Covington asked for a legal name change last year, writing in his petition that he has worked hard to correct his wrongdoings and wanted “a fresh start.” Since the department didn’t object, the circuit court granted his request in November, according to court records.
But now the state is suing to undo Covington’s name change, arguing that the circuit court in Lancaster overstepped its bounds and failed to abide by the state’s stricter name-change procedures for people who are incarcerated or on parole or probation.
Commissioner Helen E. Hanks said the department is working with the attorney general’s office to reverse the circuit court’s decision. Hanks said her department didn’t respond to Covington’s original request because the petition was not served to her office.
“We do not support this name change,” she added.
State law requires that a copy of an incarcerated person’s name-change petition be served on the Department of Corrections. Court records indicate that the Coos County sheriff’s office hand-delivered that copy to a staffer at the prison in September 2022 at Covington’s expense.
Covington pleaded guilty in May 2000 to second-degree murder for fatally strangling and suffocating his ex-girlfriend Debra Duncan, 33, in his Somersworth apartment in July 1999, according to court records. He later sought to withdraw his guilty plea but was denied, and his numerous legal filings since then have failed to modify his sentence.
Authorities said Covington had another woman over to drink beer and have sex in his apartment while Duncan’s body was bound and hidden in a closet, as Foster’s Daily Democrat reported in 2005. The next day, he dumped Duncan’s body at a cemetery in Peabody, Massachusetts.
Covington, 59, is serving 30 years to life at the Northern New Hampshire Correctional Facility in Berlin.
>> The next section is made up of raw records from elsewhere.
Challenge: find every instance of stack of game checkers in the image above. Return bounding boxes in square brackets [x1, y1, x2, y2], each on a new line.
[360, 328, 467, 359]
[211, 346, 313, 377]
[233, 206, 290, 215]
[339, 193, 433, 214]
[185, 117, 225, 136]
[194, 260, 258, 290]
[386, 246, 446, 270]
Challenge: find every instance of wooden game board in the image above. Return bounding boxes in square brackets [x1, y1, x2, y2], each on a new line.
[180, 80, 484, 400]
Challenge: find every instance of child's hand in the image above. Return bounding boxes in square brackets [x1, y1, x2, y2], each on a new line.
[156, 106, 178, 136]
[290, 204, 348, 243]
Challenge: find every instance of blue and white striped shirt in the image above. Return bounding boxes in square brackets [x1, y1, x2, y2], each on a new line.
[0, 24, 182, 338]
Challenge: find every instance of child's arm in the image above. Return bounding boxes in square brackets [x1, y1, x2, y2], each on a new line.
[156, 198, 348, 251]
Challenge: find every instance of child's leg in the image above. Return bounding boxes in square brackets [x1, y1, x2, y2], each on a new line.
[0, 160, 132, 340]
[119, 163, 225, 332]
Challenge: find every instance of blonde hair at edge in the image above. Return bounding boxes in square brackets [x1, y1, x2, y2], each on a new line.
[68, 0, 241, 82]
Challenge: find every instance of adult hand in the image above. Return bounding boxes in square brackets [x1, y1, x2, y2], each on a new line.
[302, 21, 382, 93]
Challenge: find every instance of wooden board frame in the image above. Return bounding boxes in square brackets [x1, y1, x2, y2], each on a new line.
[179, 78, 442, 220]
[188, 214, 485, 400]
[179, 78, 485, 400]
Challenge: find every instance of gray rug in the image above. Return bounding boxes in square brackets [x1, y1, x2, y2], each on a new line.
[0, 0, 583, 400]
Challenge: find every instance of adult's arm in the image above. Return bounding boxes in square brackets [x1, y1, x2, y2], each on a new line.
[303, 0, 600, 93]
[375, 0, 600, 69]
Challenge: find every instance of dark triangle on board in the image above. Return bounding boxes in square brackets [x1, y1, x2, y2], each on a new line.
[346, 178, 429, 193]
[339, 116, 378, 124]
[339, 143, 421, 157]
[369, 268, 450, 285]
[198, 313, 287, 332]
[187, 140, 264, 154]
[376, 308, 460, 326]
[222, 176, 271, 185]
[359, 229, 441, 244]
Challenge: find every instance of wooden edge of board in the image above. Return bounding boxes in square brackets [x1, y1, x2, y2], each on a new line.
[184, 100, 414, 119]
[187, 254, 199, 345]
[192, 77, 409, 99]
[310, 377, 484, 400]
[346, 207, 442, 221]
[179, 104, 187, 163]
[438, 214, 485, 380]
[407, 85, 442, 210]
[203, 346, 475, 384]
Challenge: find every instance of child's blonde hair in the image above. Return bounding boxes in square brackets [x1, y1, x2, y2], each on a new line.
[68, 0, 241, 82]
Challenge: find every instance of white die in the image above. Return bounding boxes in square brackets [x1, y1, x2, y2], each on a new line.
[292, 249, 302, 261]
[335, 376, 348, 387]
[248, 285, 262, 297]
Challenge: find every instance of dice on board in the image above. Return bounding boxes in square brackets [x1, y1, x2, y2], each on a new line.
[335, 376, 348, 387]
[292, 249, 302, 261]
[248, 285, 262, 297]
His earliest parole eligibility date will come in September 2028, according to Department of Corrections records.
Covington tried so many legal maneuvers after his conviction that a Strafford County Superior Court judge issued an order in 2006 to excuse the attorney general’s office from having to file a substantive response to any of his future pleadings, unless specifically directed to do so by the court.
When Covington requested a sentence reduction in 2019, Duncan’s family members objected. Her brother-in-law, Russell Perkey, said Covington’s full sentence is warranted by the heinousness of his crime.
“I did three tours in combat in my career in the military. Nothing I saw during those combat tours was anything as vile as what he did,” Perkey told the court, as WMUR reported at the time. “I don’t think he should ever walk free.”
Covington has claimed that he thought his plea deal meant his sentence would be capped at 30 years, not 30 years to life, but state judges have repeatedly rejected that argument, most recently in March.
Covington filed a federal lawsuit in 2021 accusing a prison nurse of sexually assaulting him over a five-year period, but a judge ruled in the nurse’s favor and dismissed the suit, concluding that the relationship, as alleged, appeared to be consensual. (The nurse denied having a sexual relationship with Covington, though an internal investigation deemed the allegation of a sexual relationship as substantiated, according to court records.)
Amanda Grady Sexton, public affairs director for the New Hampshire Coalition Against Domestic and Sexual Violence, said allowing a convicted murderer to change their name makes it harder for the public to make thoughtful decisions about who they invite into their homes and lives.
“When a violent offender changes their name, both victims and communities face an added barrier to being informed about the offender’s whereabouts,” she said. “This experience is stressful to victims and dangerous for communities.”
Being aware of an individual’s past offenses is particularly important in cases involving domestic and sexual violence, since such behavior often follows a pattern, she said.
“Domestic violence escalates over time. It’s also the most lethal crime in New Hampshire,” she said. “Most sexual offenders also have multiple victims.”
Those concerns are baked into the state’s lawsuit to void Covington’s name change. The suit, which was filed July 31 in Coos County Superior Court, argues that the state has an interest in protecting Covington’s victims throughout the criminal justice process — which means the rest of his lifetime — while also ensuring that anyone who may choose to enter into an intimate relationship with him in the future has the ability to track down accurate information about him through public channels.
Procedurally, the lawsuit contends that the Department of Corrections is under no legal obligation to respond to a name-change petition. Rather, the petitioner must make a “compelling showing” that the name change is “necessary” and the circuit court must conclude that the change is necessary before granting it.
“The circuit court did not do that here,” the lawsuit states.
Since the court lacked statutory authority to sign off on Covington’s name change, the change must be voided, the lawsuit argues.
Covington could not immediately be reached for comment. It’s unclear whether he has an attorney.
A spokesperson for the Department of Justice referred all questions to the argument laid out in the lawsuit.